June 10, 2009 at 9:53 pm

The fact that the scraper reads copyrighted content shouldn’t mean that it’s infringement. It’s not doing anything with that content other than using it to find the content it can make use of.

Anonymous Coward

June 10, 2009 at 10:36 pm

I guess what the judge is implying is that if the terms of service forbid access by automated tools, then any access by automated tools is unauthorized and is therefore “infringing.”

As far as I know, copyright infringement requires a medium – in other words, it is not infringement for Power.com to view copyrighted Facebook material without authorization, but it may be infringement for Power.com to republish copyrighted Facebook material without authorization. Admittedly I don’t know exactly how Power.com’s application works, but it would seem that if they are only republishing user information (info that Facebook does not own the rights to) then their scraper tool would fall into the first category.

Anonymous Coward

June 10, 2009 at 10:43 pm

Perhaps facebook should have an option asking whether or not a user wants his information to be displayed on third party sites, kinda like how google and search engines have an option allowing webmasters to prevent sites from showing up on search engines (ie: using metatags). It should ultimately be up to the users, perhaps users don’t want their information being easily searchable by others and they should have that choice.

Killer_Tofu (profile)

June 11, 2009 at 5:46 am

Re: Re:

@#3
But that would be logical and rational.
Asking any large company to be logical or rational is like pulling teeth. It just very rarely prevails.

Anonymous Coward the Second

June 11, 2009 at 5:50 am

Re: Re: Re:

But that would be logical and rational.

No it wouldn’t. How would such an option be enforced?
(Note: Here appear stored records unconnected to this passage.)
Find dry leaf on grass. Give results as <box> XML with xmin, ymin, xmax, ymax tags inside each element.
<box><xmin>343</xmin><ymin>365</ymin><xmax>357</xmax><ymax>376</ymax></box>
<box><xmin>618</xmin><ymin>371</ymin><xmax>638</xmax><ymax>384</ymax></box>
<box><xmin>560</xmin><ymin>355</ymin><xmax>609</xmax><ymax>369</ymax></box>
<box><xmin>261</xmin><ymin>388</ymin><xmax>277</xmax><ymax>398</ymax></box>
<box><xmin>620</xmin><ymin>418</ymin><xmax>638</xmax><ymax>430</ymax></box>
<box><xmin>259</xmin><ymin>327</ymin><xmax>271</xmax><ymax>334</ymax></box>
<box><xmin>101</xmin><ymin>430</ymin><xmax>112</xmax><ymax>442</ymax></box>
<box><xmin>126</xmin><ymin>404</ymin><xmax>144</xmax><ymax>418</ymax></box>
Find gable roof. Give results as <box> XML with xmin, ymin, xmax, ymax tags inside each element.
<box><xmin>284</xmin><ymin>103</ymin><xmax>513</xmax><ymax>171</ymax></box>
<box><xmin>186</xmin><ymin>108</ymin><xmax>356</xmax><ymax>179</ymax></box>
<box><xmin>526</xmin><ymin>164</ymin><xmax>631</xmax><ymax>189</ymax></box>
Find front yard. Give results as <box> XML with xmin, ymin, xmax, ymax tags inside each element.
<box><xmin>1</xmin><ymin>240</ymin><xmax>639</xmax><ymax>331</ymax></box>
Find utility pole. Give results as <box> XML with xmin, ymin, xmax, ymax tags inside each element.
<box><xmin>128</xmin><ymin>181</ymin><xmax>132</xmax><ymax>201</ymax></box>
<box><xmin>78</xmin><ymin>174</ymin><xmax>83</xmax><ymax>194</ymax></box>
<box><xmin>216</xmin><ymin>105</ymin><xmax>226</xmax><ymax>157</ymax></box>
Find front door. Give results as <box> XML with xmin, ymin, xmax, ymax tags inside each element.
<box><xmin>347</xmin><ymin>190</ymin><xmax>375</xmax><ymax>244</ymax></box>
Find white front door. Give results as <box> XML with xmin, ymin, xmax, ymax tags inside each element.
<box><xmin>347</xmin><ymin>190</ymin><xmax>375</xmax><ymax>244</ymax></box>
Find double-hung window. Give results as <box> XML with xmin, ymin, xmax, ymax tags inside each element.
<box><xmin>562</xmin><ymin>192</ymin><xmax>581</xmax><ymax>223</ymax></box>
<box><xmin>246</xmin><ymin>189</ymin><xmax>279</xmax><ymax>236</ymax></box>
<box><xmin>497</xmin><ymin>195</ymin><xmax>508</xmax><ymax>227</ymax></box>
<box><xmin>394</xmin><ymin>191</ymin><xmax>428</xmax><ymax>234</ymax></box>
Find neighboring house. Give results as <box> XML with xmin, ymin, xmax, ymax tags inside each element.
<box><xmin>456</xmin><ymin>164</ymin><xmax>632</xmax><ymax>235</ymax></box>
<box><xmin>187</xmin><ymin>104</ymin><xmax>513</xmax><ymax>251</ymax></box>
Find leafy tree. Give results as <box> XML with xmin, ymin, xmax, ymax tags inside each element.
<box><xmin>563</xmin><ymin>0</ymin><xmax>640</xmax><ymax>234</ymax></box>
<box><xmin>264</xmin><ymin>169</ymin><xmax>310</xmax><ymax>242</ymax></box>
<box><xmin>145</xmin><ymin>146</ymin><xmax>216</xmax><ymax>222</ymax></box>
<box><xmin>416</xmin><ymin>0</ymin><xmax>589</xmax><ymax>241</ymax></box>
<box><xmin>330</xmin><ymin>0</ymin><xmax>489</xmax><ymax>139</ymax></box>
At best FaceBook could set up it’s API to play nice with such an option, but it wouldn’t stop things like scrapers, or even just a ‘friend’ cut-and-pasting info to their blog.

Will Sinclair

June 11, 2009 at 12:40 am

This is an interesting topic.

What does the law actually say regarding automated retrieval of content?

I write scrapers, and the very way that they work requires you to use either an HTML POST or GET command to retrieve a target url, the same way your browser works, then you parse the results for the content you are after. Mostly I do all this client side, so it isn’t done by my company’s servers but rather in javascript in the client’s own browser.
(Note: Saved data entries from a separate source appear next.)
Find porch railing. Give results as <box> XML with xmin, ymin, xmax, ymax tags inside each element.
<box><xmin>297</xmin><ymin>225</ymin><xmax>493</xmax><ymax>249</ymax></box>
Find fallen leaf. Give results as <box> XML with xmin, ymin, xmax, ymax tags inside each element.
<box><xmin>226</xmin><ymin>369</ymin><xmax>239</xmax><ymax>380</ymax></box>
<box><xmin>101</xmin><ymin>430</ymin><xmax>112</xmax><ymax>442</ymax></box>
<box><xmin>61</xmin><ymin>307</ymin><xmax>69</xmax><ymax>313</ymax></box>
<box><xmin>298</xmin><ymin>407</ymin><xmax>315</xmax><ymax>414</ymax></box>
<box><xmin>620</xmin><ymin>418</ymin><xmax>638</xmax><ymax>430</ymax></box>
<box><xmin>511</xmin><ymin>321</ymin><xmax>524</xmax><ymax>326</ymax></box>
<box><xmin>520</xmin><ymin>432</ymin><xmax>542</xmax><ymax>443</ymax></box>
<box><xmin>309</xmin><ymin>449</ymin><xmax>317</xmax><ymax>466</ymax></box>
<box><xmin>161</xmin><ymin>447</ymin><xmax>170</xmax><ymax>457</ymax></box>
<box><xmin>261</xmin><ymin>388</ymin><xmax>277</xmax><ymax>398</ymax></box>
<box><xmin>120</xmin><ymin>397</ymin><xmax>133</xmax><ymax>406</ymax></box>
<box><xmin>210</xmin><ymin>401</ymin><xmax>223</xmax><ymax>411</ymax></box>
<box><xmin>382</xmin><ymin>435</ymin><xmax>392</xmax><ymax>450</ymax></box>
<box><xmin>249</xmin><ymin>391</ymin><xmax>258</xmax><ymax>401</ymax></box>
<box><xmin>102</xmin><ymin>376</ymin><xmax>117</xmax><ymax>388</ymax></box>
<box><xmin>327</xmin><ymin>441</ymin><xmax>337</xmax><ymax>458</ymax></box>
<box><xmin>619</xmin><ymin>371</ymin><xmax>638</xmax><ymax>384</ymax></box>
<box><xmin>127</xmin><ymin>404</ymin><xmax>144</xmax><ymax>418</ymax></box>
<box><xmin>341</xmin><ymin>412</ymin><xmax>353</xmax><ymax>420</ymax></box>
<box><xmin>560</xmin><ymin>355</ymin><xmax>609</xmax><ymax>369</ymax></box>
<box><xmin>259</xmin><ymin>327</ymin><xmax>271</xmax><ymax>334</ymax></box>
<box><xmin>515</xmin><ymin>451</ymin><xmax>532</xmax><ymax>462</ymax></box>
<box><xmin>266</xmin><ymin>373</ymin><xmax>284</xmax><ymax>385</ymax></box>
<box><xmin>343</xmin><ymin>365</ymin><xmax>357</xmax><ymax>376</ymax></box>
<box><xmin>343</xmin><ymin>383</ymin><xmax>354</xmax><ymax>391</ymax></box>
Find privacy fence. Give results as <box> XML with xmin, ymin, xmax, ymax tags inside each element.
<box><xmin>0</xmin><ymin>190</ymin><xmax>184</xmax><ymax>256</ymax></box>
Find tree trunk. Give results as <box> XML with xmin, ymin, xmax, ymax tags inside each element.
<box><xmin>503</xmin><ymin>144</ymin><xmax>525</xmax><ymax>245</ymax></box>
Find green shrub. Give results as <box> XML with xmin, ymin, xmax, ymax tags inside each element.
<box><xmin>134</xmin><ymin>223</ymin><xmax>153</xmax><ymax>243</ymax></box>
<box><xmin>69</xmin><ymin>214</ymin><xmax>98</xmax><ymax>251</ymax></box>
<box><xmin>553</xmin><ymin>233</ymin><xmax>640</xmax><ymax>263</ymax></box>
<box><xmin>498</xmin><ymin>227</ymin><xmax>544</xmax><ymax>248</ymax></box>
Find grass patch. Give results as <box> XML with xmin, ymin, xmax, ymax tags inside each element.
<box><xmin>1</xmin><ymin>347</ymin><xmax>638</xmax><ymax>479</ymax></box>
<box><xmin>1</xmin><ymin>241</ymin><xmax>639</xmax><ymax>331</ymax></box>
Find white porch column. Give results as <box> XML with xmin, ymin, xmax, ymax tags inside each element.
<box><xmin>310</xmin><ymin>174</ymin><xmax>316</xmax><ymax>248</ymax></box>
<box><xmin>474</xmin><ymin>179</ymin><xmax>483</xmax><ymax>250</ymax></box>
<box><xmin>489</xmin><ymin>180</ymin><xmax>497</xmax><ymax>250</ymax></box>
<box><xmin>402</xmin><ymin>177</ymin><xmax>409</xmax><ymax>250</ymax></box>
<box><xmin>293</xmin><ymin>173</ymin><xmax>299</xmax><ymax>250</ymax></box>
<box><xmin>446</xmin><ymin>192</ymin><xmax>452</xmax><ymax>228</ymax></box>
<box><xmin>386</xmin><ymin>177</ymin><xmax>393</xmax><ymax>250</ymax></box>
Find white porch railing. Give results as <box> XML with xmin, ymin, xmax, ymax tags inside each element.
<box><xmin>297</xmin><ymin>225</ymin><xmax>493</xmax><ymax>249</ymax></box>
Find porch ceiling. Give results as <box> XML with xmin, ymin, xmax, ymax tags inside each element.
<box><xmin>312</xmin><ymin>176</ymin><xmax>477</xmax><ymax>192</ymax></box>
So really it’s not my company’s server that’s accessing the content, but a client’s computer, and in the case of a facebook profile, presumably the client has agreed authorized access with facebook. Surely therefore it’s not breaching the ToS to access your facebook profile with your own browser through a secondary interface (scraper)??

No webmaster likes their precious site being scraped, but in all honesty there’s not a great deal they can do about it unless they put a CAPTCHA image on every page, which would seriously detract from the user experience.

Anonymous Coward

June 11, 2009 at 5:48 am

Re: Re:

the same way your browser works

This is what popped into my head when I read the post. Why would a Browser not be a problem but a Scraper would be?

Also, as far as I know, it’s nmot copyright infringment until you produce a copy — if the product is just information FB don’t control, there should be no case for infringement.

joe malley

June 20, 2009 at 8:05 am

Re: Re:

will sinclair

i would like to learn more about scrapers. plz email to chat in confidence at:

malleylaw@gmail.com

thanks
joe malley

Anonymous Coward

June 11, 2009 at 12:44 am

Why should the service be liable for what it’s users are choosing to do when they initiate a ‘scrape’ of facebook?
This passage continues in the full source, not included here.